Smoking and metabolic syndrome are well-established modifiable risk factors for CVD; however, most studies have examined these factors independently6, 7). Tobacco use introduces harmful chemicals that contribute to oxidative stress, inflammation, and insulin resistance, which are also central to the pathogenesis of metabolic syndrome8, 9). Furthermore, studies suggest that smoking combined with components of metabolic syndrome, such as abdominal obesity, hypertension, and hyperglycemia, may increase the risk of CVD10-12). This potential interaction highlights the need for deeper understanding of their joint effects.

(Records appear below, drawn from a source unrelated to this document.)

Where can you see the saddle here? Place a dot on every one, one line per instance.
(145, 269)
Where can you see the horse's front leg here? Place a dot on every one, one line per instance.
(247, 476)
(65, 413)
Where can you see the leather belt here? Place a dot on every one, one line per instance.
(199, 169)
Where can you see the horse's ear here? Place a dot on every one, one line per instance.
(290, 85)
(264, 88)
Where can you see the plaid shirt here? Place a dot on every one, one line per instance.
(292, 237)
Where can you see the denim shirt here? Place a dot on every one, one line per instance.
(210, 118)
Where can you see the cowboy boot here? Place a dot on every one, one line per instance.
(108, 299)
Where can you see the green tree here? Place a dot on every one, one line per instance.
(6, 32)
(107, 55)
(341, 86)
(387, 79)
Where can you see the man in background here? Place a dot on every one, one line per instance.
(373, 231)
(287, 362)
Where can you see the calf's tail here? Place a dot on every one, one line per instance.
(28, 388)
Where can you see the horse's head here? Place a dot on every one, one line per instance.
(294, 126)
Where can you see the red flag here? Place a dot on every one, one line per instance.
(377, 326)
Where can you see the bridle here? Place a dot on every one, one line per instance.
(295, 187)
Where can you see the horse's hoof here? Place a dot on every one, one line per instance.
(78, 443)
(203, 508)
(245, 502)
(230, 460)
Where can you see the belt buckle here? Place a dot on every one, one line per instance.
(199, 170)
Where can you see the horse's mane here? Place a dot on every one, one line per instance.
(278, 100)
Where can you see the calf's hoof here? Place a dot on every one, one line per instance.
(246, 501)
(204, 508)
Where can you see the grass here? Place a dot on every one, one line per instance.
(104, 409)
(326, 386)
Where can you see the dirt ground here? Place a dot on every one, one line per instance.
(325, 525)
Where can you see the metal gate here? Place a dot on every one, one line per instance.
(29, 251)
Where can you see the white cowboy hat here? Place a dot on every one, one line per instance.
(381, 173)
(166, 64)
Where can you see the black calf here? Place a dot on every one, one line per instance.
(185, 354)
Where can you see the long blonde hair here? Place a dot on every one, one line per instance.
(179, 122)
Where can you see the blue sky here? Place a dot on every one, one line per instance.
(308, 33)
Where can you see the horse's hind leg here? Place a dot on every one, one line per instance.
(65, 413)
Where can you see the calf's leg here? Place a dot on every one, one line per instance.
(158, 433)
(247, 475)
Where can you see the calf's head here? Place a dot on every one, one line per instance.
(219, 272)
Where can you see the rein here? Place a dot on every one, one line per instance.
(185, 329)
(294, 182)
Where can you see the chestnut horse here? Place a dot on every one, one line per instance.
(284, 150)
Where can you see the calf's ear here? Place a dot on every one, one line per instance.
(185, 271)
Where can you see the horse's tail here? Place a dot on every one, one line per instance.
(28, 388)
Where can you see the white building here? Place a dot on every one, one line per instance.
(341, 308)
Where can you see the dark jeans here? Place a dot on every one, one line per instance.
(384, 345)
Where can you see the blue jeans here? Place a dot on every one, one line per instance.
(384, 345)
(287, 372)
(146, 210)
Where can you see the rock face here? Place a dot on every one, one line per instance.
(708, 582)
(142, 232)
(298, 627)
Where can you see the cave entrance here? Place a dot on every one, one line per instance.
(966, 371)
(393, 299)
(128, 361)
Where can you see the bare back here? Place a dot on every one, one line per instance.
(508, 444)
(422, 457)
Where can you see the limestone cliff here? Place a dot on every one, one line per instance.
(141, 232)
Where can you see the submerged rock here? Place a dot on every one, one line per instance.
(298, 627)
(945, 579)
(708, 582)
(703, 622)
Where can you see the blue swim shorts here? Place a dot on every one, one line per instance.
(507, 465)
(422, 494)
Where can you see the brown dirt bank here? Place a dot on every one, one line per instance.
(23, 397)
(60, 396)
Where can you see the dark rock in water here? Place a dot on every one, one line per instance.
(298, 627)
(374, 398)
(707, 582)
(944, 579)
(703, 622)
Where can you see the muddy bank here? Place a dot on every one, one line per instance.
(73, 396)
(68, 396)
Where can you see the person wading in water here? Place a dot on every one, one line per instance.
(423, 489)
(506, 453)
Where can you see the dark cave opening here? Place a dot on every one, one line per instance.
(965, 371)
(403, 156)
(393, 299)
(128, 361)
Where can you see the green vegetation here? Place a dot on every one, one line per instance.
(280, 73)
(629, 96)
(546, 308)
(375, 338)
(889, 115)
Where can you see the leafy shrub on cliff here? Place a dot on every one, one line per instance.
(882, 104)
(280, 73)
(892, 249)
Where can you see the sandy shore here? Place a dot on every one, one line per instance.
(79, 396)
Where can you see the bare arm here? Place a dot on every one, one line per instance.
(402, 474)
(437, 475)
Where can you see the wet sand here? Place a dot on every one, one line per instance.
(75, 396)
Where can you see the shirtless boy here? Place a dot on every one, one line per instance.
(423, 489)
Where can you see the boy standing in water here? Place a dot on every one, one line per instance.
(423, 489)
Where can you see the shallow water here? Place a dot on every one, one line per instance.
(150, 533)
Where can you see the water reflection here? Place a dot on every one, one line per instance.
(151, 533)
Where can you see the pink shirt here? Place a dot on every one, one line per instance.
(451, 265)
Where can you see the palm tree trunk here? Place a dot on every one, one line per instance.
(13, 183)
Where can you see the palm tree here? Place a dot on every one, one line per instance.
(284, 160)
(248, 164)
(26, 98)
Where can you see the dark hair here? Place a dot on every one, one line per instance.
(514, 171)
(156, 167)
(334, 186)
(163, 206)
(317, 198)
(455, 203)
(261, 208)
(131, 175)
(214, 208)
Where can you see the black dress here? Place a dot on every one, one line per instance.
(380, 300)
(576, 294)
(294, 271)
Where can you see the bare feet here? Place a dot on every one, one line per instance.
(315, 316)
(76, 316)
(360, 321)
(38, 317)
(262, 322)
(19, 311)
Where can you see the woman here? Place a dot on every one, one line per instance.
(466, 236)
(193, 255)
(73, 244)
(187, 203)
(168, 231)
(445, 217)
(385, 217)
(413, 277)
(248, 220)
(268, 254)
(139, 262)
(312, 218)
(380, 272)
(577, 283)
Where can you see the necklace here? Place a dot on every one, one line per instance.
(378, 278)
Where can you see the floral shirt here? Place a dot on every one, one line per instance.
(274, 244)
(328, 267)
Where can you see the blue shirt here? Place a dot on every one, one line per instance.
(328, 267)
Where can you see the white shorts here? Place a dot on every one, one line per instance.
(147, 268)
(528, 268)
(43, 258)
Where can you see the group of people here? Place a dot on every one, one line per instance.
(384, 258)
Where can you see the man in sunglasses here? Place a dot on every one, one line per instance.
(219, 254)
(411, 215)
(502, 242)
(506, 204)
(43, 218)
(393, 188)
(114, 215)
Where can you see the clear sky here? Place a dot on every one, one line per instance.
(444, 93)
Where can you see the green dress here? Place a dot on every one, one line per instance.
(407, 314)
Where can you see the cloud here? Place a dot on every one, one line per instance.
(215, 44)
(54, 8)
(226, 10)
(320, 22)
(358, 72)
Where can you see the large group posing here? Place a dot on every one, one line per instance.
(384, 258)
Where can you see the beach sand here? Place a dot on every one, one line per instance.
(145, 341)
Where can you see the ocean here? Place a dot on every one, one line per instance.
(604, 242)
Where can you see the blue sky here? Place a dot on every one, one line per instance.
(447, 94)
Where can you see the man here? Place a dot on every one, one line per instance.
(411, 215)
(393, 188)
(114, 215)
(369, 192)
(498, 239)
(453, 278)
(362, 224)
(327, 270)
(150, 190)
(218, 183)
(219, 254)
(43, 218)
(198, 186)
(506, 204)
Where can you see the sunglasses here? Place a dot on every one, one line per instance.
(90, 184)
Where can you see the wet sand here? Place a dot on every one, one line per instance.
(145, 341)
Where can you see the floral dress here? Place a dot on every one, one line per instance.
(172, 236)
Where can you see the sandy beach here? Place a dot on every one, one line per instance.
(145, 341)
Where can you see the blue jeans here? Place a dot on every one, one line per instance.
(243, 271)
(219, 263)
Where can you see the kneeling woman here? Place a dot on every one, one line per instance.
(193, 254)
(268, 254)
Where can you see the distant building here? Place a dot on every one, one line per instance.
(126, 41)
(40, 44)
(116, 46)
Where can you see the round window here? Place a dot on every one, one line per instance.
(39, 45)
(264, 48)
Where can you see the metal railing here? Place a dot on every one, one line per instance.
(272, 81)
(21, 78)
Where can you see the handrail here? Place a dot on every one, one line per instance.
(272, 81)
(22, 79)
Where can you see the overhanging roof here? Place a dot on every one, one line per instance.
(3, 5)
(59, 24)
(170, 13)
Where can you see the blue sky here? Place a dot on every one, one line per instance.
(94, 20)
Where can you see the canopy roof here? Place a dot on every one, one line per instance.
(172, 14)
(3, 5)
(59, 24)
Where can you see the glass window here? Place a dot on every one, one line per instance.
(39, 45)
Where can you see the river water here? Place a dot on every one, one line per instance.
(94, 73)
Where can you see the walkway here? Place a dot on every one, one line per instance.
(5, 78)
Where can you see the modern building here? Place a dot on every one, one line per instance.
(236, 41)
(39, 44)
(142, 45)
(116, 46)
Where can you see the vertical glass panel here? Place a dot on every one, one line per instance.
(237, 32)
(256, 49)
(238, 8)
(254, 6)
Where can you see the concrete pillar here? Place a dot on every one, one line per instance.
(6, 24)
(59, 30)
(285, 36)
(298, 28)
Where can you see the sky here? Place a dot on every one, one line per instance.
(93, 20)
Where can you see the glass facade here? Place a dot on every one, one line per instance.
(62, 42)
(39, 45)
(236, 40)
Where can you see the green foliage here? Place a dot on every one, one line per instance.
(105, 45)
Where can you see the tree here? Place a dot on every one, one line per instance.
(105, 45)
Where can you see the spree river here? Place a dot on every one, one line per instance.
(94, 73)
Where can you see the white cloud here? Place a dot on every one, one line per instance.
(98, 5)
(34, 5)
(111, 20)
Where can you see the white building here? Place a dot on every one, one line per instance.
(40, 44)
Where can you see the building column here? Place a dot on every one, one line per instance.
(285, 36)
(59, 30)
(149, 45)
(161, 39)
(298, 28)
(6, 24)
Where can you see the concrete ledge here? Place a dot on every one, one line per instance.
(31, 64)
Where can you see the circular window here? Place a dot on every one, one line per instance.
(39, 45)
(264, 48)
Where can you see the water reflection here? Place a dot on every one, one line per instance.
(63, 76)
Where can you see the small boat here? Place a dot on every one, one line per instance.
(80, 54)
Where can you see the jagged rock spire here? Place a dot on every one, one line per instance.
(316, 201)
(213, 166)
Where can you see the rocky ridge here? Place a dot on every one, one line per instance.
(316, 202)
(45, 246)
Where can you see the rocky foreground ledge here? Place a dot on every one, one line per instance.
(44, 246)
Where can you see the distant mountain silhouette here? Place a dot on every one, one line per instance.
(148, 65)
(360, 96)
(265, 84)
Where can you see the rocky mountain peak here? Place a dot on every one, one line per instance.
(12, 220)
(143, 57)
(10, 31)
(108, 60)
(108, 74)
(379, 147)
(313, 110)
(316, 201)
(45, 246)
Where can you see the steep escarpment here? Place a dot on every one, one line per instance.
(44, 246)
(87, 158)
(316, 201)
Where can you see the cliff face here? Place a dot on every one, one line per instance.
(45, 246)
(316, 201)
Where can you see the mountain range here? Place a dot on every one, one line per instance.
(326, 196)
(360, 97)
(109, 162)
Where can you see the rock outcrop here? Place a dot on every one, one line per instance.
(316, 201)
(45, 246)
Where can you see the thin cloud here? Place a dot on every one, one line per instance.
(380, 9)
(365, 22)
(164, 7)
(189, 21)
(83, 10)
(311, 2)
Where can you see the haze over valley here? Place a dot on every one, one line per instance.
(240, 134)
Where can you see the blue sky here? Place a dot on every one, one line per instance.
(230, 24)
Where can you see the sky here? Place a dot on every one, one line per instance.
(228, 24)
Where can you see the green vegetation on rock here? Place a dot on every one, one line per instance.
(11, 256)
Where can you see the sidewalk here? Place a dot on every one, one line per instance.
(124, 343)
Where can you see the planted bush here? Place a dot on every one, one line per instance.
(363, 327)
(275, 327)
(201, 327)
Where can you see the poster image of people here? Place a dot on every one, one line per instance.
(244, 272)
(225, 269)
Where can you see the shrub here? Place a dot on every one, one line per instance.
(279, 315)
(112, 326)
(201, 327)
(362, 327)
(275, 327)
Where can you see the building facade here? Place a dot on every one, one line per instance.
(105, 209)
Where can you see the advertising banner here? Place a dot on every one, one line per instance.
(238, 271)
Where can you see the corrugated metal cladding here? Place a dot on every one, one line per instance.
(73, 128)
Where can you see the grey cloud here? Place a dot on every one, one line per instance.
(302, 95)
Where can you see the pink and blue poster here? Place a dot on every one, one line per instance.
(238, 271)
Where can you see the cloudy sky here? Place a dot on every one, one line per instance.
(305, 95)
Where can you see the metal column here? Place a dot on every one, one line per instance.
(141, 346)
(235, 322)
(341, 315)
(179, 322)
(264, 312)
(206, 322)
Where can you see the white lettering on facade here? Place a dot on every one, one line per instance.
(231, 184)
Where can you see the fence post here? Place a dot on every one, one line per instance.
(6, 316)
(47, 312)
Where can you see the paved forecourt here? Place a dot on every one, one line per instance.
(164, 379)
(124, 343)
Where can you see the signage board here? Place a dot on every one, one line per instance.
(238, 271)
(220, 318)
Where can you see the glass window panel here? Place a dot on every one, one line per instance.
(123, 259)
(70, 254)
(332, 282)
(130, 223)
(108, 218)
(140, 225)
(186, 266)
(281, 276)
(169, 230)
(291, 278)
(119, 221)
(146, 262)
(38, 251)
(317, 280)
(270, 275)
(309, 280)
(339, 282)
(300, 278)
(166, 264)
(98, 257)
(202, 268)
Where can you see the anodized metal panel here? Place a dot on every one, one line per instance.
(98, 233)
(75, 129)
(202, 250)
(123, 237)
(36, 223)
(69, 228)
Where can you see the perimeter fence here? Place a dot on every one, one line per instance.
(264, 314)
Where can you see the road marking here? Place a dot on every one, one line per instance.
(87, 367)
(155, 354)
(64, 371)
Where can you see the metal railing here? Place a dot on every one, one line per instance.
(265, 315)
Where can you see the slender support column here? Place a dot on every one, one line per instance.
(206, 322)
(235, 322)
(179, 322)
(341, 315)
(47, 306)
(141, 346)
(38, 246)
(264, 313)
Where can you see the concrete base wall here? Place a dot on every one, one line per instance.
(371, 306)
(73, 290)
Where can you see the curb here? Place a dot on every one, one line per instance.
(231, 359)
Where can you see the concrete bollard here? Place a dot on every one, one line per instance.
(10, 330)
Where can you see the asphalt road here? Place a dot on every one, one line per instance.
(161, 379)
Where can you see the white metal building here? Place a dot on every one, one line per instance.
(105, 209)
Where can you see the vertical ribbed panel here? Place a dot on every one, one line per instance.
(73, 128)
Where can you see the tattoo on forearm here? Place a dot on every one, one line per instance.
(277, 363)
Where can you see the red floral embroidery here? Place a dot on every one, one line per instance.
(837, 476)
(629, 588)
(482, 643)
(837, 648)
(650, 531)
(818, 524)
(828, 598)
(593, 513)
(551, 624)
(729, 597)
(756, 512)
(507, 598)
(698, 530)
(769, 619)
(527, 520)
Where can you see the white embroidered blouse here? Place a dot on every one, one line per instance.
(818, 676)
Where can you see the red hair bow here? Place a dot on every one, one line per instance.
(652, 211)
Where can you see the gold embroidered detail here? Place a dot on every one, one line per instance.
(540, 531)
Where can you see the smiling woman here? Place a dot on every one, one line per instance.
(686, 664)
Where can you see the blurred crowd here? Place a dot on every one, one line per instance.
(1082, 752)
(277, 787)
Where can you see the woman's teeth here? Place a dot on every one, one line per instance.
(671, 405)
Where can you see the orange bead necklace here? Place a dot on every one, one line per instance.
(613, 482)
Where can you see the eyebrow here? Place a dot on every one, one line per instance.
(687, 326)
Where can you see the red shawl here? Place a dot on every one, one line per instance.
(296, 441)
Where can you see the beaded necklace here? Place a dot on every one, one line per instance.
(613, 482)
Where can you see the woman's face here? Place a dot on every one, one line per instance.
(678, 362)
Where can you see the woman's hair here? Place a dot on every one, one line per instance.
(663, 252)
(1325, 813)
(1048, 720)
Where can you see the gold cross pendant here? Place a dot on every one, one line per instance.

Despite the importance of this issue, there is limited evidence regarding the biological interaction between smoking and metabolic syndrome. Such evidence could be pivotal for identifying individuals at increased risk of CVD and developing targeted prevention strategies. In Japan, two community-based cohort studies found that current smokers with metabolic syndrome had the highest risk of CVD; however, neither assessed the presence of a biological interaction between these factors13, 14). A community-based cohort study in China identified a biological interaction between smoking and metabolic syndrome, resulting in a synergistic increase in CVD risk15); however, the small number of CVD events (n = 82) limited its ability to assess their joint effects on specific CVD subtypes such as coronary heart disease and stroke. To our knowledge, no similar studies have been conducted in working populations, where the prevalence of smoking and metabolic syndrome is high16, 17).

Aim

To address these gaps, this cohort study evaluated the biological interaction between smoking and metabolic syndrome on CVD risk among Japanese workers.

Methods

This cohort study utilized data from the ongoing Japan Epidemiology Collaboration on Occupational Health (J-ECOH) Study, which includes workers from over 10 companies spanning various industries such as electric machinery, steel, chemicals, and healthcare. Companies were recruited through convenience sampling via an occupational physician network in the Kanto and Tokai regions of Japan. Data from annual company-organized health checkups were collected between January 2008 and March 2023. A CVD registry was established in the J-ECOH Study in April 2012. Further details regarding the J-ECOH Study and its CVD registration process have been previously published18).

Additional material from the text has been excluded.